Op 2 februari 1943 gaven de nazi’s zich over aan het Sovjet- Russische Rode Leger in de slag om de zuidelijke grootstad Stalingrad, toegangspoort tot de oostelijker gelegen olierijke gebieden rond de Kaspische Zee. De overwinning van de Sovjets in Stalingrad was de ommekeer, het begin van de overwinning van het Rode Leger in de Tweede Wereldoorlog. Op de foto: het memorial op de heuvel Mamayev Kurgan, 85 meter hoog.

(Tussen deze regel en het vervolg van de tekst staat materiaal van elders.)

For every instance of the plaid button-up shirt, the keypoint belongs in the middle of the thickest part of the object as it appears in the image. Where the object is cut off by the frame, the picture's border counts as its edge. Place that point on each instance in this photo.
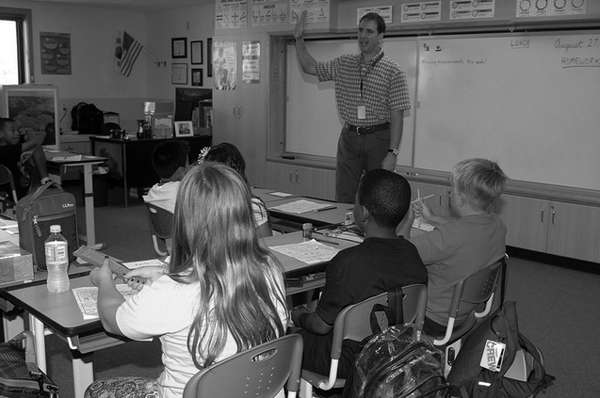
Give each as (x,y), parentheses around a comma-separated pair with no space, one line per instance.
(384,88)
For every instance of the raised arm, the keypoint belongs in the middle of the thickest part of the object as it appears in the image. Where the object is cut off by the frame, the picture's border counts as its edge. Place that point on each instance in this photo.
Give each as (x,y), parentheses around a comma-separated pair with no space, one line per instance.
(307,62)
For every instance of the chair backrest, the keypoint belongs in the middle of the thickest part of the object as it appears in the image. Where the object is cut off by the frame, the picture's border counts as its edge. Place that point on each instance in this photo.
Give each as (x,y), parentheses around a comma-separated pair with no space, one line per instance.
(353,321)
(161,221)
(259,372)
(6,177)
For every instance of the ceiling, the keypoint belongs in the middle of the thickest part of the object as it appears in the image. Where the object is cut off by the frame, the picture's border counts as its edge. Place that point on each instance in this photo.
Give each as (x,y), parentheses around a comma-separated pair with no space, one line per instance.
(139,4)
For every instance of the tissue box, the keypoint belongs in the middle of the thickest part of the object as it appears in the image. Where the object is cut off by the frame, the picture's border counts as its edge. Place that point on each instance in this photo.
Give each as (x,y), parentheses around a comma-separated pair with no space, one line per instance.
(16,264)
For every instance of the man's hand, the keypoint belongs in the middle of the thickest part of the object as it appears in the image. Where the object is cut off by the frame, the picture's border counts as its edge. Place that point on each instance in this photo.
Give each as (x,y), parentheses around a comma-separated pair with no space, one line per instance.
(389,162)
(299,31)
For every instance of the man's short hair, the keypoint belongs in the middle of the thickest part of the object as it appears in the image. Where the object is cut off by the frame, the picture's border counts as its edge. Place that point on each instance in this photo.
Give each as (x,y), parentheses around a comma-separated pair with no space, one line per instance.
(480,180)
(386,195)
(373,16)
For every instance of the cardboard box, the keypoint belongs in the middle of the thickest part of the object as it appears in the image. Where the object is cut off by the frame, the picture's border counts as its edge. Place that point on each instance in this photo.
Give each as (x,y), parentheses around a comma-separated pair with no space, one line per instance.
(16,264)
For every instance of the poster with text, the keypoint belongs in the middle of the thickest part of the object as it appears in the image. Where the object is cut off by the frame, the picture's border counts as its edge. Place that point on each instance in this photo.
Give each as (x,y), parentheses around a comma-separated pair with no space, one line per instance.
(224,65)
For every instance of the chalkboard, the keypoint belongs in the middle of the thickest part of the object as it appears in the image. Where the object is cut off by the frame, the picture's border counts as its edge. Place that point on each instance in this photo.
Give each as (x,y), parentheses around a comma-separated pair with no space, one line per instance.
(312,122)
(531,102)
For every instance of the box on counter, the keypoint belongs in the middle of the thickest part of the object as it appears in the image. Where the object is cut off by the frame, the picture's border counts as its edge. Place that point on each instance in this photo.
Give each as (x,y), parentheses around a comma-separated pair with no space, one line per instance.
(16,264)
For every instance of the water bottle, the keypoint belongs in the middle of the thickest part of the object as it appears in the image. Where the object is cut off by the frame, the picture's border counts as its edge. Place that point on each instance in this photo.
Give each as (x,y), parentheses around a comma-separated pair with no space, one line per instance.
(57,261)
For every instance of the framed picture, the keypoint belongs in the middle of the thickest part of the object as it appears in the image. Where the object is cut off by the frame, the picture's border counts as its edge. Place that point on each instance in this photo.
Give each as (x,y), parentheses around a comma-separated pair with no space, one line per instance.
(179,47)
(196,77)
(196,54)
(34,107)
(178,73)
(184,129)
(209,57)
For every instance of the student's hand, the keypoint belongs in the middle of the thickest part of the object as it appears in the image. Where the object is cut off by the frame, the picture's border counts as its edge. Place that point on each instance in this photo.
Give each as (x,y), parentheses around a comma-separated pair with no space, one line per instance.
(101,274)
(299,31)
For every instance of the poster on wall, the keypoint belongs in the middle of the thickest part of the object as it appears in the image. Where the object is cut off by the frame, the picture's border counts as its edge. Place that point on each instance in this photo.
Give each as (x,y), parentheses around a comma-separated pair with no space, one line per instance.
(251,61)
(269,12)
(55,53)
(231,14)
(224,65)
(317,11)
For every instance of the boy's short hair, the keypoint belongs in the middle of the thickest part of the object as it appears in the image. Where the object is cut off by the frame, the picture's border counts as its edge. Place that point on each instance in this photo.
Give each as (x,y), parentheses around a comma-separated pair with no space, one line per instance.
(386,195)
(480,180)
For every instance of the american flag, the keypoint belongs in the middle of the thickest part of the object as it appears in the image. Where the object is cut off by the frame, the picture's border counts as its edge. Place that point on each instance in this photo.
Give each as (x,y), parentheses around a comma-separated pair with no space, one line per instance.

De slag om Stalingrad (1942-1943) was één van de bloedigste veldslagen van de Tweede Wereldoorlog. Er vielen in totaal 2.000.000 doden, in beide kampen. De slag begon in juli 1942 en duurde 200 dagen en nachten. De confrontatie was verschrikkelijk, met vreselijke Duitse bombardementen en met nadien fanatieke straatgevechten van man tot man en Sovjet- vrouwen. Op 2 februari capituleerde de Duitse opperbevelhebber, Maarschalk Friedrich Paulus, omsingeld en uitgeput. Er werden 130.000 Duitse krijgsgevangenen gemaakt waarvan er 6.000 terugkeerden naar Duitsland. (foto links kolonne Duitse krijgsgevangenen).
Op bevel van de Sovjet- overheden werd de stad volledig heropgebouwd, en in 1961 veranderde de naam Stalingrad in Volgograd, acht jaar na het overlijden van Stalin.
President Vladimir Poetin was aanwezig in Volgograd op de viering van de 75e verjaardag van de overwinning in Stalingrad. In zijn toespraak beklemtoonde hij dat het “hier in Stalingrad was dat het Russische volk zijn onverzettelijkheid toonde, het is hier dat de weg geopend werd naar de definitieve overwinning en de nederlaag van de vijand. De verdedigers van Stalingrad laten ons een grote erfenis achter: de liefde voor het vaderland, de wil om zijn belangen en onafhankelijkheid te verdedigen en de capaciteit om sterk te zijn als we geconfronteerd worden met de ergste beproevingen”. De president legde ook bloemen neer op de Mamayev Kurgan, de strategische heuvel die het toneel was van vreselijke gevechten tussen de Sovjet- troepen en de nazi’s.